Anti-Russian rhetoric in the West continues and does not seem to stop. US President Barack Obama said not that long ago that the Russian economy was in tatters. However, the real state of affairs differs a lot from what Obama says. There were outstanding provocations made to break Russia - suffice it to recollect the downing of the Boeing 777 over Ukraine. Scientist of politics Sergei Mikheyev believes that there is another provocation in store for Russia this summer.
"US President Obama said that the Russian economy was going to collapse. Can it happen indeed?"
"No, Russia is too big a country to fall apart just like that for economic reasons. The Russian Empire and the Soviet Union did not collapse for economic reasons. It was political reasons that triggered the collapse of both the Russian Empire and the Soviet Union in 1917 and 1991. Economic factors were only in the background. Destroying Russia economically is impossible. After all, the Americans were hoping that the worsening of the economic situation in Russia would undermine people's trust in the Russian leadership. The Americans want waves of protest actions in Russia, although they are not likely to happen soon. Russian people are ready to restrict consumption."
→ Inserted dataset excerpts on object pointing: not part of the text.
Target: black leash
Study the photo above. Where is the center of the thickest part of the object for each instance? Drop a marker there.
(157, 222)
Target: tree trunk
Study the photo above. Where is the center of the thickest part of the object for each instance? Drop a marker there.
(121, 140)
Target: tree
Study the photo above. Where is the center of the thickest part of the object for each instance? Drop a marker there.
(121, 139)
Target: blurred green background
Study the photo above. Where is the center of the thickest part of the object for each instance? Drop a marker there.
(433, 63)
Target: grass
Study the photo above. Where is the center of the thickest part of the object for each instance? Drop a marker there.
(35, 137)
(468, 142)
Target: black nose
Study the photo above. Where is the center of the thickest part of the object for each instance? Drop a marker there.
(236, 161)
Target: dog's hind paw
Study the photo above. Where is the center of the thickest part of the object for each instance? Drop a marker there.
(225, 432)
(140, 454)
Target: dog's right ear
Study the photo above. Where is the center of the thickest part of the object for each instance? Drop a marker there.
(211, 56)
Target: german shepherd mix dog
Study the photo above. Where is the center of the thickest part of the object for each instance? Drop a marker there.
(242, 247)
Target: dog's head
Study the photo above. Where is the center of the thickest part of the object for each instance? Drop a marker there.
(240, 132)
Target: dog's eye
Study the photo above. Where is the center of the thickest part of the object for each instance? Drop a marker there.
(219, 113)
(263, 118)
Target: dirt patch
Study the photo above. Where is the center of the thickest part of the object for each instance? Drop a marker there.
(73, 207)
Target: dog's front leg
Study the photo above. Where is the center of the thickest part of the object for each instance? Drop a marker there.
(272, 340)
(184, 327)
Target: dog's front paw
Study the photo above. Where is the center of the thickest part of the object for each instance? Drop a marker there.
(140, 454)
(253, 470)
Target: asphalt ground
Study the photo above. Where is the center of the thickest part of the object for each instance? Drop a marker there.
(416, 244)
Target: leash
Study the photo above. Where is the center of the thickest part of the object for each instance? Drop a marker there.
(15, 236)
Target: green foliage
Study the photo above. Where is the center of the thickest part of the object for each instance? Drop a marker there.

"The state of affairs in several countries is a lot worse. Greek Prime Minister Alexis Tsipras has recently had a meting with Russian President Putin in Moscow. Do you think it is possible to exclude Greece from the eurozone?
"Of course, Brussels is worried about Greece. The decision-making mechanism in the European Union provides for a unanimous vote on important issues. For example, should Greece vote against anti-Russian sanctions in June, there will be no sanctions approved against Russia then.
"Tsipras can speak for the interests of a certain part of European political and business elites that were making big money in Russia.
"The Americans understand this and so do their European allies. What if Russia agrees to lift the embargo on the delivery of Greek food products and Greece votes not to prolong sanctions against Russia? With Tsipras, European officials are using the policy of carrots and sticks now."
"When SYRIZA came to power, the Greeks said that they would come out of the eurozone themselves. Is it a punishment or an achievement then?"
"That was a part of the game of elections. They always promise one thing at elections, but when it comes to real action afterwards, they very often work contrary to those promises. I do not think that the Greek elite is looking forward to the day when they can all bid farewell to the euro. However, it could be possible. That would be a good deal for Tsipras to make with Putin.
"The Americans and their close friends, like the Poles, would be infuriated. Ukraine would lose its mind. However, I do not believe in this. Most likely, they will stage another provocation in the Donbass this summer, as it was the case with the downed Boeing plane that helped approve an extensive package of sanctions against Russia. They can do it again not to let Greece or any other country stand up against sanctions."
"Hasn't the world understood what the monstrous provocation with the passenger plane was for? They immediately accused Russia of the crash, but it has been a year since the tragedy, and they have failed to provide once single evidence."
"Some people may have understood that, some others will come to understand this later. In the West, information control is very strong, and many people do not know anything at all about such events.
"Here is a story from my personal practice. In November, I was contacted by representatives from a respectable Italian publication, who asked me to write an article about the history and prospects of relations between Russia and the West. I wrote the article, in which I tried to convince Italian readers to run a more independent policy. I wrote the piece back in November. I have not heard from the publication since then. I wrote to them in February. It took them long to respond, and they finally said that my article was no longer relevant due to the Charlie Hebdo attacks. That was the most ridiculous explanation that one could ever come up with.
"In the Baltic countries, local politicians keep telling tales of empty Russian stores, and it works, even though many people in the Baltic States know Russian. In Germany, France or England, people just read newspapers or watch TV, where they are told over and over again that everything is very bad in Russia. They believe what they hear. That's it."